Monday, October 18, 2010

Brainstorming the Right Way (a.k.a. Giving Yourself a Chance to Come Up With Really Good Stuff)

"Brainstorming” is an over-used term. It’s become to idea-generation what Kleenex is to tissue. When we say “let’s brainstorm,” people jump into their idea of what brainstorming is, and, as a result, good and even great ideas get trampled, and sometimes relationships as well.

Let’s first look at what brainstorming really is, then where we often go wrong, and finish with how you can apply this to your own life and get some real traction with your own potentially wonderful ideas.

Rules of Brainstorming

Brainstorming is a creativity technique designed to enable a group of people to generate ideas to solve a problem. And when it's done as it was designed, it has rules. Really good rules—designed to yield great results. When you’re brainstorming with a group of people, here are the rules, listed chronologically:

  1. Brainstorming begins once the topic, problem or question is clearly stated.
  2. Brainstorming is conducted in round-robin fashion—one person states one idea/solution, and the person designated as scribe, whose role it is to take notes on a whiteboard or flipchart, writes the idea, verbatim, for all to see. There is no discussion, no evaluation of the idea.
  3. The person seated next to the first “speaker” volunteers one idea next, which the note-taker writes.
  4. And so it goes in a circle, and keeps going.
  5. If a person doesn’t have an idea, that person says “pass” and the next person goes.
  6. This continues until all people in the circle say “pass” (probably a sign that people are ready to pass out…).
  7. Next, questions are asked and any ideas that are unclear are clarified by the person who volunteered the idea.
  8. Next, ideas are combined or grouped, with the permission of the person whose idea will possibly be combined.
  9. Next, ideas are evaluated—pros and cons, etc.
  10. Finally, a vote—using any one of a number of voting techniques.

Where We Go Wrong

Can you already see where we get into trouble?

  • Sometimes we’re not even clear on what it is we’re trying to figure out.
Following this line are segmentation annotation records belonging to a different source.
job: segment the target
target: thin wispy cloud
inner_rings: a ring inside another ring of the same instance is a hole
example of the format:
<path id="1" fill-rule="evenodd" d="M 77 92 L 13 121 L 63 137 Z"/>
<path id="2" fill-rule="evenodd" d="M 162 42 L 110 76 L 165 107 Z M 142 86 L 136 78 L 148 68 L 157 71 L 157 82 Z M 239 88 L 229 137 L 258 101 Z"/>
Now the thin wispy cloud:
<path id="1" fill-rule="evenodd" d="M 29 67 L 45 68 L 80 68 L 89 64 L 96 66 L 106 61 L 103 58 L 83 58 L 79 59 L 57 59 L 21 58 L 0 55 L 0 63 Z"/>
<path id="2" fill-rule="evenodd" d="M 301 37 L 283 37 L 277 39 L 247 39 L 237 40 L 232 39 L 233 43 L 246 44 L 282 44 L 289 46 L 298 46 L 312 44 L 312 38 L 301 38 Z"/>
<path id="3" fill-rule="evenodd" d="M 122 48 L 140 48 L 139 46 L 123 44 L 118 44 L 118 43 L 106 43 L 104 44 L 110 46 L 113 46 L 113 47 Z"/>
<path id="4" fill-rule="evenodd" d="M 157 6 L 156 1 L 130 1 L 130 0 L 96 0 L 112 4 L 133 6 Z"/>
Be clear as you define the issue. (1)
  • People famously jump in and evaluate and judge ideas before ever giving them a chance to unfold and breathe. I’ve no doubt that some truly great ideas have never graced the world with their wonderful reality because someone who thought they knew what they were talking about* shot them down before they ever had a chance. And, as the ideas are judged, people feel judged as well. Evaluation is reserved for #9, and by that time, enough time has gone by so that if an idea is judged unfavorably, the person who came up with the idea doesn’t lose face the way they do when judgment happens in #2. Also—note how important it is that the scribe write the idea verbatim—that they don’t write their own idea of what the person says. (2)
  • If you don’t go in a circle, the introverts and the “processors”—people who need a chance to really think things through—never get their best stuff heard. These people often say “pass” on the first two or even three rounds, while they process and really get warmed up. If we just do a quick brainstorming where people throw their ideas into the mix indiscriminately, rest assured the ideas of these people will never have their day. (3, 4 & 5)
  • How many times have we seen extroverts explain things for introverts? Often incorrectly. Let the person speak for themselves. (7 & 8)

How You Can Apply This in Your Own Life

Your own personal brainstorming, if it’s like most people’s, is subject to “rule-breaking.” In our own lives, we tend to come up with an idea, and before we’ve given it room to breathe, we’ve moved right into evaluation mode. We become the scribe, who writes the idea down not in its pure form, but with judgments. We become the other team members, who judge the idea before it’s even written down at all. We snuff out our own brilliance before it even has a chance.

The short version is this: idea generation comes first, evaluation comes last. Don’t mix them up. If you do, you’ll undoubtedly short yourself.

This week, in your own personal brainstorming, give yourself a chance. In the face of a question or a problem, let yourself brainstorm. Stay in brainstorm mode.** Think about your ideas. Roll them around. Explore them and let them breathe. Not until then is it appropriate to evaluate, vote, and decide.


* About people who think they know what they’re talking about: They may mean well. It’s just that they may be wrong. Similarly, the judge in your head means well—it wants to save you from going down roads that won’t be worth it. And again, that judge may be wrong. If your judge steps in, you’re free to thank it and let it know that it’s not needed just yet.

** Creative tools for brainstorming include free writing and mind-mapping—look for these in future blog entries.